DARPA Moves Forward to Build and Demonstrate Medium Unmanned Ship
DARPA, the U.S. Military’s agency focused on developing breakthrough technologies for national security, is moving forward with its program to build, test, and demonstrate its first unmanned surface vessel. In phase two of the No Manning Required Ship (NOMARS) program, DARPA has commissioned the development of a medium-size vessel that can perform missions with reliability and availability, while carrying a significant payload.
Known as Defiant, the design calls for a first-of-its-kind vessel. The 210-metric ton MUSV-class ship (medium unmanned surface vessel) aims to maximize performance, reliability, and maintenance efficiency while still carrying significant payloads at tactically useful ranges. The goal is to achieve ultra-reliability objectives by integrating distributed hybrid power generation, podded propulsors, and high-capacity batteries.
DARPA looks to expand the size of the vessel as well as its functionality going beyond the vessels already being tested by the U.S. Navy. The Navy is deploying and testing smaller, dedicated crafts for a range of assignments, such as patrol boats, and is incorporating them into exercises in the Middle East and the Pacific. The Navy is also developing larger unmanned crafts. In May 2022, the Navy announced the formation of a new unit based in San Diego for high-tech vessel testing.
“NOMARS plans to demonstrate a next-generation completely unmanned ship that will enable entirely new concepts of operations,” said Gregory Avicola, program manager in DARPA’s Tactical Technology Office. “We will enable methods of deploying and maintaining very large fleets of unmanned surface vessels that can serve as partners, across the globe, for the larger crewed combatants of the U.S. Navy.”
DARPA reports that for the NOMARS program it took a clean-sheet approach to ship design, holding firmly to the requirement that there will never be a human on board the vessel while it is at sea, including during underway replenishment. By eliminating all constraints and requirements associated with humans, DARPA says NOMARS opened up the design space to novel ship configurations and capabilities that could never be considered for crewed vessels.
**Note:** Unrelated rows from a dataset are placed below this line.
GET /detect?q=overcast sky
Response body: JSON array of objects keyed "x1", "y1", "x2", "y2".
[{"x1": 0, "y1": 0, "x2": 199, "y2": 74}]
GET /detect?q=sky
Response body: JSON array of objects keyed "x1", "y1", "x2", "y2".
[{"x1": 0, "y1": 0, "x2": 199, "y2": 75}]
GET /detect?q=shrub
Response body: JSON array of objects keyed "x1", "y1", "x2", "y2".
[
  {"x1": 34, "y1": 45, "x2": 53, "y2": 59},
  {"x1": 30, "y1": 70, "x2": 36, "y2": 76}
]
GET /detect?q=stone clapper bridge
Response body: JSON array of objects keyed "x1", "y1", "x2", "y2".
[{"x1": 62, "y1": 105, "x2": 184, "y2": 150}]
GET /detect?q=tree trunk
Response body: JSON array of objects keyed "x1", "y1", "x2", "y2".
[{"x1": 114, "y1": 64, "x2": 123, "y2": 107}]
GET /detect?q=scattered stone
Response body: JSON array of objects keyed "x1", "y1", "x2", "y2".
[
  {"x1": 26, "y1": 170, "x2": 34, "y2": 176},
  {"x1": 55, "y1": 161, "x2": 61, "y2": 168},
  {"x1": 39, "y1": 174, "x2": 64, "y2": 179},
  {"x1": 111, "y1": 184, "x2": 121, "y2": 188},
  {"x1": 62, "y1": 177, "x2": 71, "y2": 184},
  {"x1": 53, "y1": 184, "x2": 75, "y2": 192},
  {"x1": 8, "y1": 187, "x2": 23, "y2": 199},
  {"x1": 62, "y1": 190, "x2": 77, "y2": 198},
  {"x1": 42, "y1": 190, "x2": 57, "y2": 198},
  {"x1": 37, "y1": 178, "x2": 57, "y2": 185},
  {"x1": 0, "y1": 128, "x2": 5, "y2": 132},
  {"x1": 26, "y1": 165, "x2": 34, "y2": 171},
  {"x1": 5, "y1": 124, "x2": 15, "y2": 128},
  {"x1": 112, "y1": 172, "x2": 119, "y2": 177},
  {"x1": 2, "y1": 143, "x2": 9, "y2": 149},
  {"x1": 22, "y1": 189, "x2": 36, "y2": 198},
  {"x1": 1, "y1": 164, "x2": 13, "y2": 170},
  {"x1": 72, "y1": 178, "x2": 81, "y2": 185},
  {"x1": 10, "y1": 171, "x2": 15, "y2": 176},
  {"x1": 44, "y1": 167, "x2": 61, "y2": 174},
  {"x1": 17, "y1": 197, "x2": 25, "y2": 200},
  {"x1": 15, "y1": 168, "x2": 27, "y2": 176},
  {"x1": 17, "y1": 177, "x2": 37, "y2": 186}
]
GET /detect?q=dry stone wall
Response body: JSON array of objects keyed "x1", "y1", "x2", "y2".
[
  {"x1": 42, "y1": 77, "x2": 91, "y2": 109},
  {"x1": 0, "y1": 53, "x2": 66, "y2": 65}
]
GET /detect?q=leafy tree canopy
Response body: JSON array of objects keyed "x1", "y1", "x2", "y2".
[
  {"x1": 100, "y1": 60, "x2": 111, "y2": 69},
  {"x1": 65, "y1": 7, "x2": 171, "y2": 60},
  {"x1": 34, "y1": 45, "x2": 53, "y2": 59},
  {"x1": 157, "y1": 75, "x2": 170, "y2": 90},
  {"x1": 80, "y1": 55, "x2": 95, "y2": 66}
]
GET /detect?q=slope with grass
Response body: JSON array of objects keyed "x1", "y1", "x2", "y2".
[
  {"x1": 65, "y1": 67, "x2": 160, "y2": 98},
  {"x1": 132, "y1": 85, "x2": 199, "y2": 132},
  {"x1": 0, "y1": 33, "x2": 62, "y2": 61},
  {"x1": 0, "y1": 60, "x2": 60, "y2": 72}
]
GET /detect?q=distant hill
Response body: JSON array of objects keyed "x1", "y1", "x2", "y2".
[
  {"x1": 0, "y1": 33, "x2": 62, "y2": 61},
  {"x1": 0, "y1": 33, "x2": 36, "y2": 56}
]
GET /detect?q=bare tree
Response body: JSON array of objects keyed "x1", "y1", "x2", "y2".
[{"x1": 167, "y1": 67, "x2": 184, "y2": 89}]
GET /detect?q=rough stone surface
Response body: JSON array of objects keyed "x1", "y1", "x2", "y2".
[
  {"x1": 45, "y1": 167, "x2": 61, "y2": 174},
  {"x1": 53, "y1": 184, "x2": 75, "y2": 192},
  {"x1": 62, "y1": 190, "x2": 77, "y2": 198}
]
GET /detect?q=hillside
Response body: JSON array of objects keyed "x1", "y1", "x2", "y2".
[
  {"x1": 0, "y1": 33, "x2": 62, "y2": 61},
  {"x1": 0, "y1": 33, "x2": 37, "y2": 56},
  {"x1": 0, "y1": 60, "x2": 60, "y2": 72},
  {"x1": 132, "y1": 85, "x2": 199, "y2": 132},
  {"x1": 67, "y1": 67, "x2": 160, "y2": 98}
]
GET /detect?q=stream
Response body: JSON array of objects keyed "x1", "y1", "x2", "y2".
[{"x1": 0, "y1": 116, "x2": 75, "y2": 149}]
In Phase 1, Serco developed a new Design Space Exploration (DSX) toolset that can evaluate spaces with a variety of parameters and outputs millions of ship designs to meet a diverse set of performance objectives and constraints. Serco used their DSX tool to create a set of ship designs ranging from 170-270 metric tons, then refined those into a single ship for the preliminary design review, which the company named Defiant.
One of the problems that have plagued the early tests in unmanned vessels is the lack of crew aboard to diagnose issues and undertake basic maintenance. For example, during the recent record-setting Atlantic crossing by the Mayflower MAS 400 autonomous ship, when sensors detected a problem the teams managing the vessel were forced to divert first to the Azores and then to Canada.
Recognizing these issues, DARPA says that NOMARS is pushing the boundaries on ship reliability. Because there is no crew on board to perform maintenance, NOMARS required new approaches for power generation, propulsion, machinery line-up, and control schemes to ensure continuous functionality throughout a long mission in all weather, temperature, and sea states.
A key philosophy for the NOMARS program is “graceful degradation,” which allows individual equipment to fail over time by having enough system-level redundancy to meet full system requirements at speeds of at least 15 knots after one year at sea. The major system components of the selected design are modularized, so repairs can be conducted with equipment typically found in yacht yards worldwide. This maintenance philosophy supports rapid turnaround, allowing the ships to spend a majority of their lifetime at sea performing missions.
In Phase 2 of the program, Serco will finalize ship design, build the ship, and work through a series of rigorous testing activities before taking it to sea for a three-month demonstration event.
Separately, DARPA is also pursuing unmanned underwater vehicles. At the end of 2021, the awarded a similar phase two contract to build and demonstrate the first of this new class of vessel.